Bernard George Ellis, GC (21 November 1890 – 1 July 1979) was a junior officer in the British Army who was awarded the Albert Medal for bravery during the First World War while serving in Mesopotamia. His Albert Medal was exchanged for the George Cross in 1971.
Early life
Ellis was born in Surbiton, Surrey, on 21 November 1890, the son of Henry Charles Ellis and May (née Bennett). He was educated at Salisbury Cathedral School and at the Montpelier School at Paignton in Devon. The family lived at Home Cottage in Roundwell in Bearsted. Ellis had one brother, Charles Harold. His great-grandfather, Charles Ellis, was the Mayor of Maidstone in 1860, and his grandfather, Charles Jr., was also Mayor of Maidstone three times: in 1864, 1872 and 1878.[1]
First World War
When the First World War broke out in 1914, Ellis was working at the Union of London and Smith's Bank in Maidstone. He enlisted with the Public Schools Corps in September 1914 as a private and arrived in France with them in November 1915, serving in the trenches for six months opposite the Hohenzollern Redoubt. He returned to England and trained as a bomb instructor at Oxford, following which he was given a commission before being gazetted to the Buffs (Royal East Kent Regiment), going with his battalion to India and then to Mesopotamia.[1]

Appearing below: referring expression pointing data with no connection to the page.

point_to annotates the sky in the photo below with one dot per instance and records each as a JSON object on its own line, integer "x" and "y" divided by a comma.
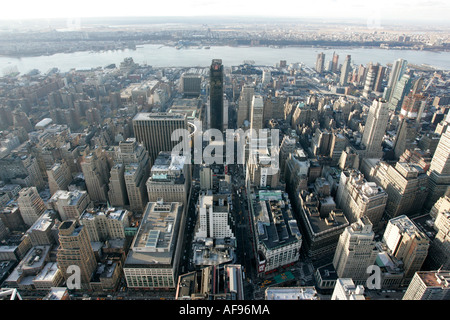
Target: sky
{"x": 415, "y": 10}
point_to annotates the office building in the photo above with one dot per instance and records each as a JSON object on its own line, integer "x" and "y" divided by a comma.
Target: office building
{"x": 407, "y": 243}
{"x": 320, "y": 231}
{"x": 191, "y": 84}
{"x": 346, "y": 289}
{"x": 244, "y": 105}
{"x": 374, "y": 129}
{"x": 104, "y": 224}
{"x": 59, "y": 177}
{"x": 405, "y": 184}
{"x": 345, "y": 70}
{"x": 355, "y": 251}
{"x": 201, "y": 284}
{"x": 439, "y": 252}
{"x": 216, "y": 84}
{"x": 429, "y": 285}
{"x": 170, "y": 179}
{"x": 214, "y": 217}
{"x": 320, "y": 62}
{"x": 154, "y": 131}
{"x": 69, "y": 204}
{"x": 359, "y": 198}
{"x": 439, "y": 171}
{"x": 291, "y": 293}
{"x": 117, "y": 193}
{"x": 31, "y": 205}
{"x": 398, "y": 70}
{"x": 75, "y": 249}
{"x": 399, "y": 92}
{"x": 278, "y": 239}
{"x": 96, "y": 176}
{"x": 153, "y": 260}
{"x": 257, "y": 113}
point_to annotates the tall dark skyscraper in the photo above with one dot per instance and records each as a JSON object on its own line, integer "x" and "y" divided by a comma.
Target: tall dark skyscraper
{"x": 216, "y": 94}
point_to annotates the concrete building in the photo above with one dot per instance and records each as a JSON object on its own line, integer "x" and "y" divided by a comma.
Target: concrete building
{"x": 59, "y": 177}
{"x": 405, "y": 184}
{"x": 257, "y": 113}
{"x": 375, "y": 129}
{"x": 359, "y": 198}
{"x": 439, "y": 171}
{"x": 355, "y": 251}
{"x": 153, "y": 260}
{"x": 429, "y": 285}
{"x": 170, "y": 178}
{"x": 278, "y": 239}
{"x": 31, "y": 205}
{"x": 104, "y": 224}
{"x": 346, "y": 289}
{"x": 69, "y": 204}
{"x": 75, "y": 249}
{"x": 154, "y": 131}
{"x": 407, "y": 243}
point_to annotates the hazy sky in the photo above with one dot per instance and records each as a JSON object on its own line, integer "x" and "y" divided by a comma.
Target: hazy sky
{"x": 419, "y": 10}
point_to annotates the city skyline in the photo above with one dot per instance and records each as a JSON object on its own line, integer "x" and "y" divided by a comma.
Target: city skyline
{"x": 434, "y": 12}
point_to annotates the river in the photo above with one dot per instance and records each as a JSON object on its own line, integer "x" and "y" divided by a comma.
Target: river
{"x": 167, "y": 56}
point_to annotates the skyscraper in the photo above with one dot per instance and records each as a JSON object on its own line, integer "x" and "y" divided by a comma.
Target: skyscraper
{"x": 398, "y": 69}
{"x": 154, "y": 131}
{"x": 439, "y": 171}
{"x": 216, "y": 95}
{"x": 355, "y": 251}
{"x": 429, "y": 285}
{"x": 320, "y": 62}
{"x": 345, "y": 70}
{"x": 75, "y": 249}
{"x": 375, "y": 129}
{"x": 31, "y": 205}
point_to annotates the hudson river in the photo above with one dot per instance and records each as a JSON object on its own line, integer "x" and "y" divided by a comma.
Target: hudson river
{"x": 165, "y": 56}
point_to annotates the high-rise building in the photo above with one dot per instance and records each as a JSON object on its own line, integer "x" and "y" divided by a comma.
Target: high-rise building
{"x": 406, "y": 242}
{"x": 355, "y": 251}
{"x": 345, "y": 289}
{"x": 375, "y": 129}
{"x": 397, "y": 71}
{"x": 276, "y": 246}
{"x": 96, "y": 175}
{"x": 429, "y": 285}
{"x": 406, "y": 137}
{"x": 335, "y": 62}
{"x": 75, "y": 250}
{"x": 154, "y": 258}
{"x": 399, "y": 92}
{"x": 439, "y": 253}
{"x": 170, "y": 179}
{"x": 345, "y": 70}
{"x": 105, "y": 224}
{"x": 69, "y": 204}
{"x": 359, "y": 198}
{"x": 154, "y": 131}
{"x": 256, "y": 113}
{"x": 191, "y": 84}
{"x": 59, "y": 177}
{"x": 439, "y": 171}
{"x": 320, "y": 62}
{"x": 214, "y": 217}
{"x": 216, "y": 94}
{"x": 31, "y": 205}
{"x": 117, "y": 193}
{"x": 405, "y": 184}
{"x": 244, "y": 104}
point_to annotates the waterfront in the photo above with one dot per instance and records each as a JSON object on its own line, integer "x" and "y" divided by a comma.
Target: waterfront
{"x": 158, "y": 55}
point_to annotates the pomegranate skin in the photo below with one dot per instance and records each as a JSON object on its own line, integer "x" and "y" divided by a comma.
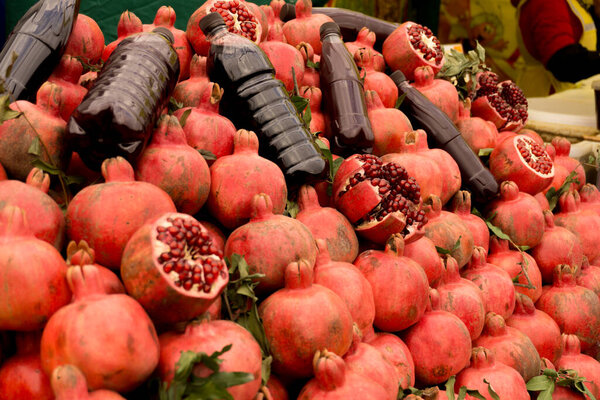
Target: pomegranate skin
{"x": 210, "y": 336}
{"x": 106, "y": 214}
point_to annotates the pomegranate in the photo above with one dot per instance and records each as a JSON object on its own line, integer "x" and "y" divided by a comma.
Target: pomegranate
{"x": 81, "y": 254}
{"x": 205, "y": 129}
{"x": 269, "y": 242}
{"x": 558, "y": 246}
{"x": 376, "y": 80}
{"x": 365, "y": 39}
{"x": 238, "y": 15}
{"x": 423, "y": 251}
{"x": 106, "y": 214}
{"x": 389, "y": 126}
{"x": 333, "y": 380}
{"x": 523, "y": 161}
{"x": 97, "y": 327}
{"x": 410, "y": 46}
{"x": 575, "y": 309}
{"x": 38, "y": 127}
{"x": 518, "y": 215}
{"x": 349, "y": 283}
{"x": 461, "y": 206}
{"x": 29, "y": 295}
{"x": 66, "y": 75}
{"x": 477, "y": 132}
{"x": 128, "y": 24}
{"x": 440, "y": 92}
{"x": 174, "y": 166}
{"x": 207, "y": 337}
{"x": 86, "y": 40}
{"x": 485, "y": 370}
{"x": 379, "y": 199}
{"x": 302, "y": 318}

On 21 August 1918, Lieutenant Ellis was with a party at Shahraban under instruction in the firing of rifle grenades. A volley was fired, but one of the grenades, owing to a defective cartridge, did not leave the rifle, but fell back into the barrel with the fuse burning. The firer lost his head and dropped the rifle and grenade in the trench, but Lieutenant Ellis, who was separated from the man by four other men in a narrow trench, at once forced his way past them and seized the rifle. Failing to extract the grenade, he dropped the rifle and placed his steel helmet over the grenade, which at once exploded, severely injuring him. There can be no doubt that his prompt and courageous action greatly minimised the force of the explosion and saved several men from death or injury.[2]